|Hong Kong at night.|
See more on the 2012 Research Seed Funding
A research team from the Polytechnic Institute of New York University has won the CTBUH’s first research seed funding grant for a proposal to study the impact of tall building developments on physical activity in China.
The team, led by Dr. Kristen Day, Professor and Head of Department, Polytechnic Institute of New York University, will receive $20,000 to conduct research project and to pursue additional funding in conjunction with the CTBUH.
“This research project is very timely and very critical to the rapid growth in China, which has the largest number of tall buildings in the world,” said Dr. Payam Bahrami, CTBUH Research Associate. “Very little is known about how the design of tall buildings or tall building districts impact physical activity levels in China.”
More than 50 organizations from around the world applied for the seed funding, which was sponsored by AECOM. The winner was chosen by the CTBUH’s Research Seed Funding Review Committee. Each submission received at least three peer review evaluations; the top 10 were each reviewed by five academic and professional experts.
|2012 Funding Sponsor|
The winning entry “has a well developed methodology and clearly identifies potential future outcomes,” Dr. Bahrami said.

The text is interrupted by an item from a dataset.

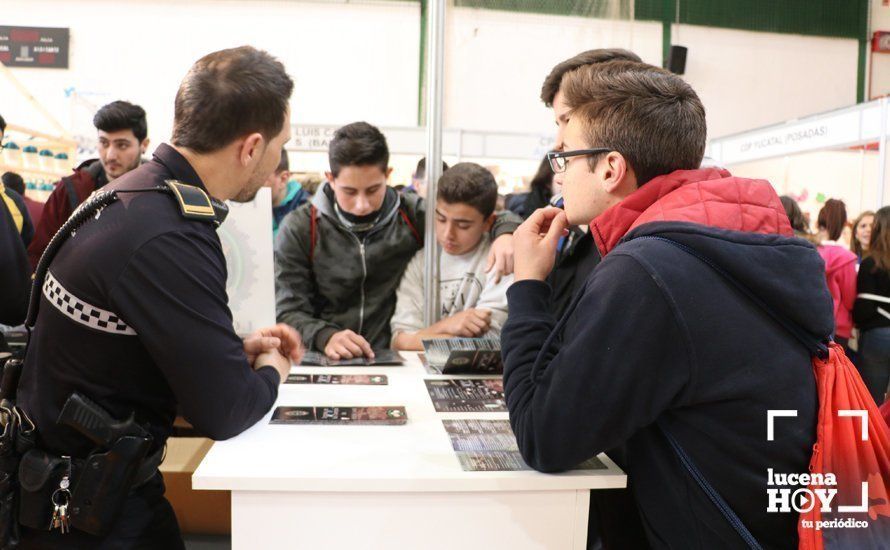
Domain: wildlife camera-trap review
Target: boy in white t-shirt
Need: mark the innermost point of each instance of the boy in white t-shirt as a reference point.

The goal of the research team, which includes Dr. Mariela Alfonzo from Polytechnic Institute of New York University and Dr. Zhan Guo from Wagner Graduate School of Public Service of New York University, is to “provide guidance for the design of tall buildings and districts that can positively improve health in China’s rapidly growing cities,” according to the proposal’s abstract.
China is facing rising rates of chronic diseases and obesity in cities, which is linked to insufficient physical activity.
“In China, which has the largest number of tall buildings in the world, preliminary research suggests that density is inversely correlated to physical activity,” the researchers state. “This study will address the gap between the design of tall buildings and tall buildings districts related to the physical activity levels performed by residents in China.”